Ethiopian lawmakers on Thursday endorsed a state of emergency after rebels advanced on the capital, sparking a US warning that an aid crisis that has already plunged hundreds of thousands into hunger could worsen further, IgbereTV reports.
A year to the day since Prime Minister Abiy Ahmed deployed troops in the northernmost region of Tigray, the Tigray People’s Liberation Front (TPLF) rebel fighters are now just a few hundred kilometres from Addis Ababa.
Abiy’s government has been locked in a war for the past year with the TPLF, which dominated national politics before he took office in 2018.

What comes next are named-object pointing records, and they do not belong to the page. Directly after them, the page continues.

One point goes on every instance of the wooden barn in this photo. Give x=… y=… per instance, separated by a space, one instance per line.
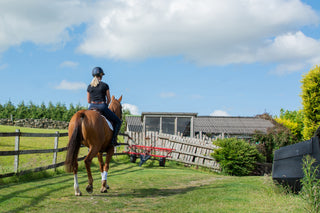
x=190 y=124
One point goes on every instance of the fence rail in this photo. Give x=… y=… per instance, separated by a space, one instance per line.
x=192 y=151
x=17 y=152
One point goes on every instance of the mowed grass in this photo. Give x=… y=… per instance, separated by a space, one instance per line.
x=149 y=188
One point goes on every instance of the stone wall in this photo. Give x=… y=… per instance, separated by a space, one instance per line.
x=36 y=123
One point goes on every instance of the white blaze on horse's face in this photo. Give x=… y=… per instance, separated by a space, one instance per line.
x=76 y=186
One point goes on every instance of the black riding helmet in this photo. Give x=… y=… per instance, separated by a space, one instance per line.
x=97 y=71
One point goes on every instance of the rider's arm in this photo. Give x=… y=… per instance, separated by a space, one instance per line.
x=108 y=97
x=88 y=97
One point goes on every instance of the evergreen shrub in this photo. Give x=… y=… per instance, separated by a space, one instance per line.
x=236 y=156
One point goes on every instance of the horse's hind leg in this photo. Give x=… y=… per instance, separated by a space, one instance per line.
x=91 y=154
x=76 y=184
x=104 y=175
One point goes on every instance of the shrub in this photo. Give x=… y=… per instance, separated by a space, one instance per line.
x=276 y=137
x=236 y=157
x=311 y=101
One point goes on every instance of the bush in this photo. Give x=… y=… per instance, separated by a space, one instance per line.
x=236 y=157
x=276 y=137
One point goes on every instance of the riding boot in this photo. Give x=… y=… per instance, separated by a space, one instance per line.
x=116 y=128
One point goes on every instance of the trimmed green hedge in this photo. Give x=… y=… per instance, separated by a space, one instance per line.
x=236 y=157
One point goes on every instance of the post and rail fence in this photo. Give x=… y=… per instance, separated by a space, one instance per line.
x=17 y=152
x=190 y=151
x=186 y=150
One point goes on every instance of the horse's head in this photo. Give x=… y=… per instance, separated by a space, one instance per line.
x=115 y=106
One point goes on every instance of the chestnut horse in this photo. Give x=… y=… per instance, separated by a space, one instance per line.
x=89 y=127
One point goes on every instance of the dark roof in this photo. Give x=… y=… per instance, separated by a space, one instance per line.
x=230 y=125
x=215 y=124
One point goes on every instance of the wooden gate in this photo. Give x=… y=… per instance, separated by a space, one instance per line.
x=192 y=151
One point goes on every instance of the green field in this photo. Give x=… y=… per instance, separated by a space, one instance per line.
x=150 y=188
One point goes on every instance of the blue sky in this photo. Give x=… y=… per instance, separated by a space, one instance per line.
x=212 y=57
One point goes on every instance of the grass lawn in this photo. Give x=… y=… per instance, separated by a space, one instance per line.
x=149 y=188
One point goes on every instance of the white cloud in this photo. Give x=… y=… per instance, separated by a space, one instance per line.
x=3 y=66
x=219 y=113
x=66 y=85
x=70 y=64
x=39 y=21
x=132 y=108
x=167 y=94
x=207 y=32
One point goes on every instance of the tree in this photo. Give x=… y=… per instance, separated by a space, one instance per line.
x=311 y=101
x=293 y=120
x=276 y=137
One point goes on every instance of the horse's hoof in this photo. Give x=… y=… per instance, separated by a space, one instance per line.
x=103 y=190
x=78 y=193
x=89 y=189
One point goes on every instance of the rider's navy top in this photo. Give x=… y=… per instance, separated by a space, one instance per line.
x=98 y=93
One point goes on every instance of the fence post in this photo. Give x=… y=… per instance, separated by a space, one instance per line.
x=16 y=148
x=55 y=153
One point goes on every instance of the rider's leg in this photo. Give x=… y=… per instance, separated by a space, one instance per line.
x=116 y=122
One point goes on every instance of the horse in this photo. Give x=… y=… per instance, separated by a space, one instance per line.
x=89 y=127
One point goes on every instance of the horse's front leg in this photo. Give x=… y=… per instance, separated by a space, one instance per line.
x=104 y=174
x=87 y=161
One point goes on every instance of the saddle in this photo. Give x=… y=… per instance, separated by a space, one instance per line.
x=102 y=115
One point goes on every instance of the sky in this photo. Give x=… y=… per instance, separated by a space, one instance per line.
x=211 y=57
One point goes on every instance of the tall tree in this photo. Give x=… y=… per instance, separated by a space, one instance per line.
x=311 y=101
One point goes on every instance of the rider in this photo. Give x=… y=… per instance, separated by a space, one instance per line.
x=96 y=94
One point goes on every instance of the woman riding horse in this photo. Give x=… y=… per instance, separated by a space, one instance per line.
x=89 y=128
x=96 y=95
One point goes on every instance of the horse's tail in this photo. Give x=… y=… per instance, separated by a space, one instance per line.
x=71 y=162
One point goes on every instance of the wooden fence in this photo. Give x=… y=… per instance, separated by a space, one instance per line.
x=192 y=151
x=17 y=152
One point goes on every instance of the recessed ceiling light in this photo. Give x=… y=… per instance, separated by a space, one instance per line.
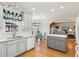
x=33 y=8
x=61 y=7
x=52 y=10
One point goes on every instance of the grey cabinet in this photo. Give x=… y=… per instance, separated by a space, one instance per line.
x=56 y=43
x=3 y=49
x=63 y=45
x=12 y=48
x=49 y=43
x=22 y=45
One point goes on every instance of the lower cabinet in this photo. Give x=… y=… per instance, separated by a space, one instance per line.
x=57 y=43
x=15 y=47
x=22 y=45
x=12 y=48
x=3 y=49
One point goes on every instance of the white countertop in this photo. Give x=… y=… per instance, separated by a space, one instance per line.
x=57 y=35
x=9 y=39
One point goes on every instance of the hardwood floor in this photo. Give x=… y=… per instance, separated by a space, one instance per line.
x=41 y=50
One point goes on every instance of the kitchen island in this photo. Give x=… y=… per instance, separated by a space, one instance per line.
x=57 y=41
x=11 y=47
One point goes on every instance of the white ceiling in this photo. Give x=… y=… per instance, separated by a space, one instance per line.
x=43 y=9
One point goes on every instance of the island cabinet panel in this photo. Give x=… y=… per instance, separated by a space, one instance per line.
x=58 y=43
x=3 y=49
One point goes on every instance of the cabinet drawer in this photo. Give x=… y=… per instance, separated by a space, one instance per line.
x=11 y=42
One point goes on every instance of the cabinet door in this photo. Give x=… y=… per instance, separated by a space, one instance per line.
x=3 y=49
x=22 y=45
x=12 y=48
x=30 y=43
x=49 y=42
x=57 y=44
x=53 y=43
x=63 y=45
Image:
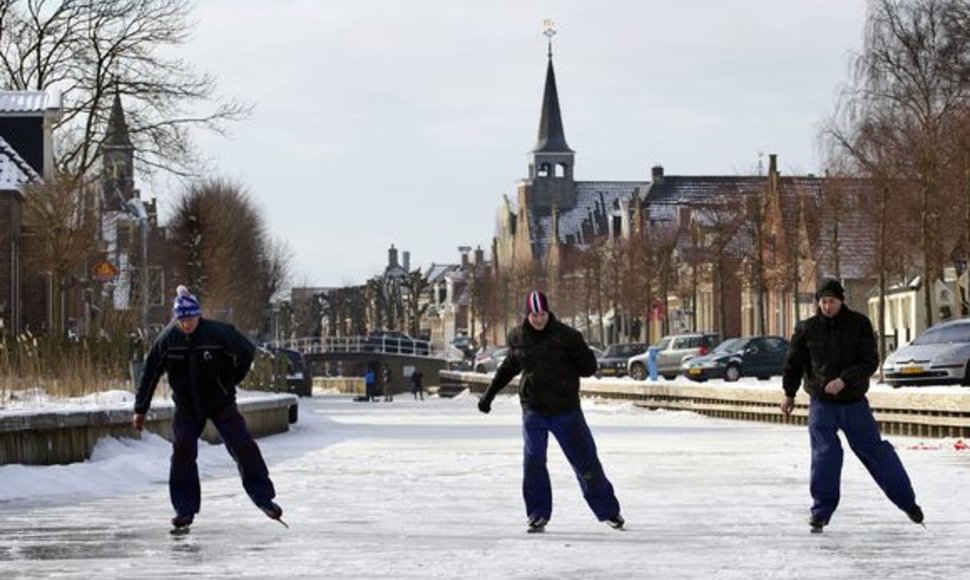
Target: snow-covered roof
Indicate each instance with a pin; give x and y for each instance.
(28, 102)
(596, 202)
(14, 171)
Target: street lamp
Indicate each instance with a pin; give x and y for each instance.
(136, 208)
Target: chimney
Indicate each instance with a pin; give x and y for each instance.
(683, 215)
(464, 255)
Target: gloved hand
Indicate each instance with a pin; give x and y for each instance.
(484, 405)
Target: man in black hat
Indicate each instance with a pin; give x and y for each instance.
(835, 352)
(551, 357)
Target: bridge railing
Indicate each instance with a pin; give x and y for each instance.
(362, 344)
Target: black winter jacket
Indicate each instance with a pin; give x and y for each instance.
(203, 367)
(823, 348)
(551, 362)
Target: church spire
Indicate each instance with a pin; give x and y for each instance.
(117, 131)
(117, 160)
(552, 138)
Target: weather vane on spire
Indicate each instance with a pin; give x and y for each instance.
(550, 31)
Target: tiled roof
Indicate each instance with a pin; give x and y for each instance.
(596, 201)
(437, 272)
(14, 171)
(856, 231)
(27, 101)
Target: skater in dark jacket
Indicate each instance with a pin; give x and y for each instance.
(835, 353)
(205, 360)
(552, 357)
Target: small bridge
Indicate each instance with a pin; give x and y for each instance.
(351, 356)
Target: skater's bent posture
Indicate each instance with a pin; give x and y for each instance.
(551, 357)
(835, 352)
(205, 360)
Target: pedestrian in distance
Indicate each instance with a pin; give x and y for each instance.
(204, 360)
(387, 384)
(416, 386)
(370, 384)
(551, 357)
(832, 355)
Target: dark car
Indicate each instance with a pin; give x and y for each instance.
(489, 359)
(613, 361)
(394, 342)
(750, 356)
(298, 379)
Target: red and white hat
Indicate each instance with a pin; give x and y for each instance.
(536, 302)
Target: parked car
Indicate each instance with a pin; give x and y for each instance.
(613, 361)
(394, 342)
(298, 379)
(489, 360)
(672, 351)
(750, 356)
(938, 356)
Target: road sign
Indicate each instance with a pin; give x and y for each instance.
(105, 271)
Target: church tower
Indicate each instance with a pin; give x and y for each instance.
(117, 161)
(551, 161)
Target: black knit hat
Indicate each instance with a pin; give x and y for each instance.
(830, 287)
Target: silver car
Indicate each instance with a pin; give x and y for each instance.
(939, 356)
(489, 361)
(672, 351)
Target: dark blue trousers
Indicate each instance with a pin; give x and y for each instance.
(861, 431)
(577, 444)
(183, 479)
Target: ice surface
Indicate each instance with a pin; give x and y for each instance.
(431, 490)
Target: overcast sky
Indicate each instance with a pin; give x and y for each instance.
(380, 122)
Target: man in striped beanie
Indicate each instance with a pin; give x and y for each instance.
(204, 360)
(551, 357)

The 2019 Nobel Peace laureate promised a swift victory, but by late June the rebels had retaken most of Tigray and expanded into the neighbouring regions of Afar and Amhara.
The TPLF announced late Wednesday it had reached the town of Kemissie in Ethiopia’s Amhara region, some 325 kilometres (200 miles) northeast of the capital.
Spokesman Getachew Reda said the TPLF was working in the area alongside the Oromo Liberation Army rebel group, which on Wednesday predicted Addis Ababa could fall in a matter of weeks.
But a senior official from Washington’s humanitarian arm USAID warned of grave repercussions for Ethiopia’s already acute aid problems.
“We can only assume that any march towards Addis would spread increased displacement, increased need and increased suffering for the Ethiopian people,” the official told AFP.
“It would certainly increase the need for humanitarian assistance while also complicating the ability to provide that assistance.”
The US has called on all parties to cease hostilities, and its top envoy for the Horn of Africa, Jeffrey Feltman, was due to arrive in Addis Ababa Thursday for two days of talks promoting peace and dialogue.